18.03.2013

NZZ-Multimedia-Reportage: Muster ohne (Mehr-)Wert

Die NZZ hat eine opulente Multimedia-Reportage zu zwei Jahren Fukushima produziert. Das ambitionierte Ensemble aus Bildern, Videos, Karten und Animationen ist schön anzuschauen, leider aber unzureichend erklärt. Ohne Kontext nutzt das größte Multimedia-Feuerwerk wenig.

Keine Zeit für Wut - NZZ zu Fukushima

Screenshot von der Startseite der NZZ-Multimedia-Reportage „Keine Zeit für Wut“

In den vergangenen Tagen hat mich das Fukushima-Special „Keine Zeit für Wut“ der Neuen Zürcher Zeitung auf vielen Tweets gefunden – es muss also wichtig sein. Die meisten Tweets waren voll des Lobes und machten mich neugierig, mal einen genaueren Blick auf das Werk zu werfen. Die Idee: Das NZZ-Team besuchte die gleichen vier Betroffenen, die es unmittelbar nach der Atomkatastrophe im März 2011 besucht hatte, und zeigt auf, wie sich das Leben der Familie Ara, einer Lehrerin, eines Taxifahrers und eines Bauern in diesen zwei Jahren verändert hat. Keine ganz neue Idee, aber sehr aufwendig recherchiert.

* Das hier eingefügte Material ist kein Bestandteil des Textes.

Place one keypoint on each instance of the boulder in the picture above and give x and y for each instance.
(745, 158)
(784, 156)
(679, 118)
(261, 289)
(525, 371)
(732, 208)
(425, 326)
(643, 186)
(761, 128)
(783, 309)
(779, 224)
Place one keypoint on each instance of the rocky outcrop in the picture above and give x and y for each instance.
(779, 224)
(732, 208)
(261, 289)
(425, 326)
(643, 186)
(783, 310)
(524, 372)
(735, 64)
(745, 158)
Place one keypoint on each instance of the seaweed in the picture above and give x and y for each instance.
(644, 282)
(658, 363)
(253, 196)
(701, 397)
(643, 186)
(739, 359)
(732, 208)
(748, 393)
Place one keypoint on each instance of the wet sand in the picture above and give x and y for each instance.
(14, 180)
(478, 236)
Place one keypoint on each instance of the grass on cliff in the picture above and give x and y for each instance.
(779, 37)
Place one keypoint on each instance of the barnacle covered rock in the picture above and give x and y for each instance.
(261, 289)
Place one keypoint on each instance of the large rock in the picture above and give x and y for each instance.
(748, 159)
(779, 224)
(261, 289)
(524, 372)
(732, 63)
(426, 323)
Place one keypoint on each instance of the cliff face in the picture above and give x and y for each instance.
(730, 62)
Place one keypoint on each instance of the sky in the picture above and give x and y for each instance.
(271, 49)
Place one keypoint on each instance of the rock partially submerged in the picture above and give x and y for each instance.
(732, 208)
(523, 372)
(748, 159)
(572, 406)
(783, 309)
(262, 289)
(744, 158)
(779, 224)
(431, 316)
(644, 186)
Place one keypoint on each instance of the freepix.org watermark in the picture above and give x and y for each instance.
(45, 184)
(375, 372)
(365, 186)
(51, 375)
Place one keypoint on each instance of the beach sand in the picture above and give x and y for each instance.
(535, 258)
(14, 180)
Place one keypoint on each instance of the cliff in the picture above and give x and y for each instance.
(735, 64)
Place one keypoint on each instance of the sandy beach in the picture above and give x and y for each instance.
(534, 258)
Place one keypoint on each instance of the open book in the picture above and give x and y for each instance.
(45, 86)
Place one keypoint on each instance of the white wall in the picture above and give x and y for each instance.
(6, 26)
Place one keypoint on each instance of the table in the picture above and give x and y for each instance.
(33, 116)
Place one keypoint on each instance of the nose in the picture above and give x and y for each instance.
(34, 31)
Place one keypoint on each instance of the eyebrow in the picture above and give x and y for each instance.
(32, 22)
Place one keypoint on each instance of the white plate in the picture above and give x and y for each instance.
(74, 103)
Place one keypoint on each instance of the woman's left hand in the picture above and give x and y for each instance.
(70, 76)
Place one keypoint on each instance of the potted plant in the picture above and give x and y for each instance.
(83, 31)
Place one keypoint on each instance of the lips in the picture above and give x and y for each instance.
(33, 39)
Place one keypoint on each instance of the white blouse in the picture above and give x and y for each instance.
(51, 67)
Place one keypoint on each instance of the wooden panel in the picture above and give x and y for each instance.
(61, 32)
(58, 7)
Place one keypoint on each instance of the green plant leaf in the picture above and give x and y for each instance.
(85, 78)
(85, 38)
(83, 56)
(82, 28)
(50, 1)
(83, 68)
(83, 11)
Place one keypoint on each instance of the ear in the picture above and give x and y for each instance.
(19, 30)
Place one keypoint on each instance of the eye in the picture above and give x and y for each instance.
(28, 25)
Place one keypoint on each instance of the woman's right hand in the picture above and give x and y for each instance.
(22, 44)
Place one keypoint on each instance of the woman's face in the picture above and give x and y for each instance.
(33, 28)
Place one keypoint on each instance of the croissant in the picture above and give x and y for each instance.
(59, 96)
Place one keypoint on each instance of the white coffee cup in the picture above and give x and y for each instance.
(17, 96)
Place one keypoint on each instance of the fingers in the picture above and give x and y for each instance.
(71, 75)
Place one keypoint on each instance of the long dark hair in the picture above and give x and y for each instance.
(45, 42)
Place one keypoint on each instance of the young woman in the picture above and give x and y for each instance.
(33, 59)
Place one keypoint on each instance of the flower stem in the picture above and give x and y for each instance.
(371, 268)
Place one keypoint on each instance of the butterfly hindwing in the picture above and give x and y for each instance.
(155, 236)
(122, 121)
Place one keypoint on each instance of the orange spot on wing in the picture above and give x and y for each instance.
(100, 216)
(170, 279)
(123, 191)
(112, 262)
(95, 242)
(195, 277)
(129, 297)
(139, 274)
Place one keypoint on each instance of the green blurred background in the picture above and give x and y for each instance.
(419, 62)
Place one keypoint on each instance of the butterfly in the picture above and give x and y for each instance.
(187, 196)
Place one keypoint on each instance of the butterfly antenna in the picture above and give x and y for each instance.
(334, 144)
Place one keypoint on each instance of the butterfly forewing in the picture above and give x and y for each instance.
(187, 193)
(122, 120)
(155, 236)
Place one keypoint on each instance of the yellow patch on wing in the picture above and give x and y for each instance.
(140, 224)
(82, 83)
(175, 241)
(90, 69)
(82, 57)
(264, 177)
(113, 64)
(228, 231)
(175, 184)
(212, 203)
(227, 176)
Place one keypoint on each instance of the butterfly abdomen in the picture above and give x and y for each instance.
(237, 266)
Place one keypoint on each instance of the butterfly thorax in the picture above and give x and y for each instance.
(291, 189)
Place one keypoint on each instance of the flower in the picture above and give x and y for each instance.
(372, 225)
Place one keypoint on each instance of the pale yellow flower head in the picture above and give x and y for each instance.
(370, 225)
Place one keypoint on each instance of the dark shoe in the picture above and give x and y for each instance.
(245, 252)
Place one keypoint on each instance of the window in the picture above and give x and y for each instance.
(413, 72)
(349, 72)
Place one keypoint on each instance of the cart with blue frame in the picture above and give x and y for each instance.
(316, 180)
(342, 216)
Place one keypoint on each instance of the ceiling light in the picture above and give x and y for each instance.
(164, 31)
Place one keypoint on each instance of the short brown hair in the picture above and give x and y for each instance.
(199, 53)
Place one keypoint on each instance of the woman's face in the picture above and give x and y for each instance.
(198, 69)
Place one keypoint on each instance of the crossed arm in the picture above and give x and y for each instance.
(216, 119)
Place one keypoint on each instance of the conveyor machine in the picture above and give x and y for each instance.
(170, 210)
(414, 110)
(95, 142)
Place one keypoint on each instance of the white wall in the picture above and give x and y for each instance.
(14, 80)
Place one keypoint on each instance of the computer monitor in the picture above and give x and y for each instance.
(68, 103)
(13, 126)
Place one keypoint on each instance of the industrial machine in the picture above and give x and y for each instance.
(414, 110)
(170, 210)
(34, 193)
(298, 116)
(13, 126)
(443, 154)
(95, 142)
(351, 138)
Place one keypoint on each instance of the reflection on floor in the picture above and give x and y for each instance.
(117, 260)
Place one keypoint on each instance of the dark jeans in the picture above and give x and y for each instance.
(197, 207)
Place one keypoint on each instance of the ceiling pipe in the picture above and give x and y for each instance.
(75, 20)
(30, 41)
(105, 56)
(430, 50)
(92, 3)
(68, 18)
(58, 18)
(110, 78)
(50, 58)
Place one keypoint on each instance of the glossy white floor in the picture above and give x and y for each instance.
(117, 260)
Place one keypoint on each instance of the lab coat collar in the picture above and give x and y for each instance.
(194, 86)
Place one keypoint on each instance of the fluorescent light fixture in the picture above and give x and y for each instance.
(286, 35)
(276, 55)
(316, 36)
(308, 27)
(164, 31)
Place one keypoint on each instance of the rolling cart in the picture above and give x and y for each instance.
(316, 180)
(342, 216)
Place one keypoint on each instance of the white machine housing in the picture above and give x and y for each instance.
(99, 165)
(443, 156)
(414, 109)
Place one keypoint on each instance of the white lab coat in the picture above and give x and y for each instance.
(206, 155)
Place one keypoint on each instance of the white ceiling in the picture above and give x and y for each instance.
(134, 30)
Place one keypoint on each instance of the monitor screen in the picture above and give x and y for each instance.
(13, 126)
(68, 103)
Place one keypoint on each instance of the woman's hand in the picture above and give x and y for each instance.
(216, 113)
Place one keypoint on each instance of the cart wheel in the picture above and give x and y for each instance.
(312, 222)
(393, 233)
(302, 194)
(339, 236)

Die gedruckte NZZ veröffentlichte am 8. März 2013 eine Doppelseite (22.000 Zeichen) von „Keine Zeit für Wut“ im Ausland-Ressort, was das Maximum für die Zeitung darstellt. Im Web ging am gleichen Tag die Multimedia-Reportage online, in der vollen 55.000 Zeichen-Version, verteilt auf vier Kapitel mit vier Protagonisten.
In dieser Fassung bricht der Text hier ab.